Fail honest, not confident. A capped repair loop has exactly two exits: a query that ran, or an error shown to the user as-is. There is no third exit where the model "just answers anyway" — that would turn your exact tool back into a guessing machine.
Build text_to_sql.py against a small sample database, then wrap it as a tool and plug it into the agent.py from Phase 4 — now your agent can answer from documents and from data.
Read what it builds — the prompt carries the schema, and a small loop handles errors safely, with an honest exit when the one allowed repair also fails:
# text_to_sql.py — question in, answer from your database out
import sqlite3
from anthropic import Anthropic
client = Anthropic()
SCHEMA = open("schema.sql").read() # your CREATE TABLE statements
def to_sql(question):
prompt = f"{SCHEMA}\n\nWrite ONE read-only SQL query (SELECT only) for:\n{question}"
return client.messages.create(
model="claude-sonnet-4-6", max_tokens=400,
messages=[{"role": "user", "content": prompt}]).content[0].text.strip()
def ask(question, db="chinook.db"):
sql = to_sql(question)
if not sql.lower().startswith("select"):
return "Refused: only read-only queries are allowed."
con = sqlite3.connect(f"file:{db}?mode=ro", uri=True) # read-only connection
try:
return con.execute(sql + " LIMIT 100").fetchall()

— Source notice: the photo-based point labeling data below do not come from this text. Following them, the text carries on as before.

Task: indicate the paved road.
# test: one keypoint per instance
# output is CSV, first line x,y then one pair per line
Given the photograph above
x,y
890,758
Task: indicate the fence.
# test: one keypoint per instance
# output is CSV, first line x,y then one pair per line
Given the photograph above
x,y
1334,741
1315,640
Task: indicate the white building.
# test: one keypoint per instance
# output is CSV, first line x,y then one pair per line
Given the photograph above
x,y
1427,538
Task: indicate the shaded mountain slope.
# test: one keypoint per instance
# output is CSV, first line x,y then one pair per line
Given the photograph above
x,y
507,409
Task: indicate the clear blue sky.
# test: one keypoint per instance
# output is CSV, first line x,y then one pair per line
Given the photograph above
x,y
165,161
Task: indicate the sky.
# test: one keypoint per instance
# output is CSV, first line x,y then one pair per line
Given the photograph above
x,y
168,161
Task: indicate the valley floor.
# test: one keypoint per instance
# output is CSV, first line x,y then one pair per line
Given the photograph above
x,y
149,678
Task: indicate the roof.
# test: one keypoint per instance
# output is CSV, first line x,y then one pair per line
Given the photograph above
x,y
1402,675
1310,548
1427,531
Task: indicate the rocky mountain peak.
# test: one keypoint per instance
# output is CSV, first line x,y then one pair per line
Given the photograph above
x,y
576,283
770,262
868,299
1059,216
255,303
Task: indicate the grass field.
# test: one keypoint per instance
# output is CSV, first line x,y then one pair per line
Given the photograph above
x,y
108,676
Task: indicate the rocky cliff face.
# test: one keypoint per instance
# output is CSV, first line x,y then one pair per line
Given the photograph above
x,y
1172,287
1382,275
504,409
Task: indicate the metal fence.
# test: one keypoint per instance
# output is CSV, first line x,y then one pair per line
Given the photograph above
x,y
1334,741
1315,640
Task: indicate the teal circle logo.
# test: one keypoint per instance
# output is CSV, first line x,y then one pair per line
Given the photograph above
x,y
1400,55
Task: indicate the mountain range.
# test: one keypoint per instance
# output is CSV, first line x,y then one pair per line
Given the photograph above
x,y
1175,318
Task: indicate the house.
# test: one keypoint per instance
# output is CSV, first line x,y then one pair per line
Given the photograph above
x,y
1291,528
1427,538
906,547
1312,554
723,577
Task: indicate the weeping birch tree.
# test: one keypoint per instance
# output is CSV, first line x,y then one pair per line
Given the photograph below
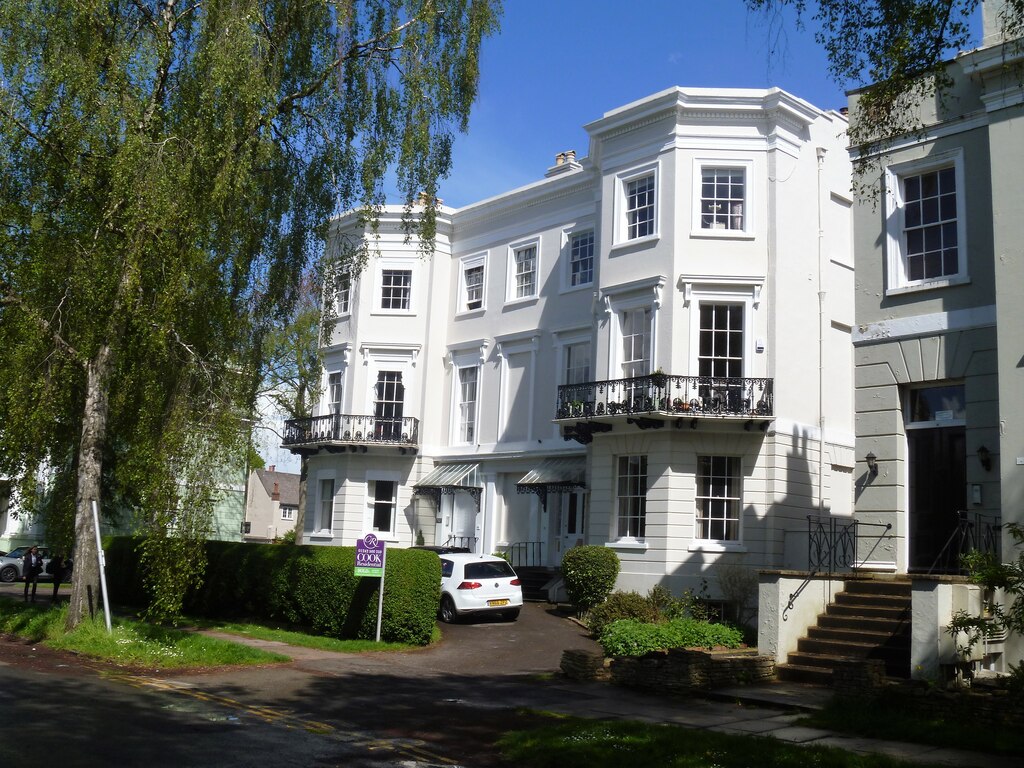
x,y
167,169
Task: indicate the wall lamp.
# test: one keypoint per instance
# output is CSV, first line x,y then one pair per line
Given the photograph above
x,y
985,458
872,464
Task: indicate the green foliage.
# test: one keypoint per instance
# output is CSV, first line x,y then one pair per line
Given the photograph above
x,y
167,172
310,588
590,573
622,605
986,569
631,638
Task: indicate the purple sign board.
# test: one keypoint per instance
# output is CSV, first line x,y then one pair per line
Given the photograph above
x,y
370,556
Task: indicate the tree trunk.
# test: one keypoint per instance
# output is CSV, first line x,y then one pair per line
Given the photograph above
x,y
85,579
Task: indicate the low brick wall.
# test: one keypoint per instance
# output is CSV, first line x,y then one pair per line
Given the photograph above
x,y
682,671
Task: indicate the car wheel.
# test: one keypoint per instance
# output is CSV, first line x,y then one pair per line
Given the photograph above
x,y
448,611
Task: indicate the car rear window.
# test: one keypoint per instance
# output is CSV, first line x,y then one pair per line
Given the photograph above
x,y
489,569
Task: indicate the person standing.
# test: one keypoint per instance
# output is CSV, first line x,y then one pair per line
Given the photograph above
x,y
32,567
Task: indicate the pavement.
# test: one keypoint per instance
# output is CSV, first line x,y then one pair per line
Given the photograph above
x,y
496,666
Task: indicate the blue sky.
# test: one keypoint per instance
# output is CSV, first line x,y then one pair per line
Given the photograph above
x,y
557,65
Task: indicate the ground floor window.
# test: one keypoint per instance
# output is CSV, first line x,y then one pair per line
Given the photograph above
x,y
385,496
326,515
718,498
632,496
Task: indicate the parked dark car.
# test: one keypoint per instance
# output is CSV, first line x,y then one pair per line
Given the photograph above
x,y
11,564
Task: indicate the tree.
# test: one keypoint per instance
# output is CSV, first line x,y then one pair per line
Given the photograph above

except sqlite3.Error as e:
fixed = to_sql(f"{question}\n\nThat query failed with: {e}. Fix it.") # repair, once
try:
return con.execute(fixed + " LIMIT 100").fetchall()
except sqlite3.Error as e2: # cap reached — fail honest
return f"Query failed after one repair attempt: {e2}" # never invent data
Deliverable — text_to_sql.py. A schema-aware tool that writes SQL, runs it safely (read-only, limited), repairs itself once on error — and reports the error honestly if the repair fails too. Wired into your agent, it answers questions straight from your data.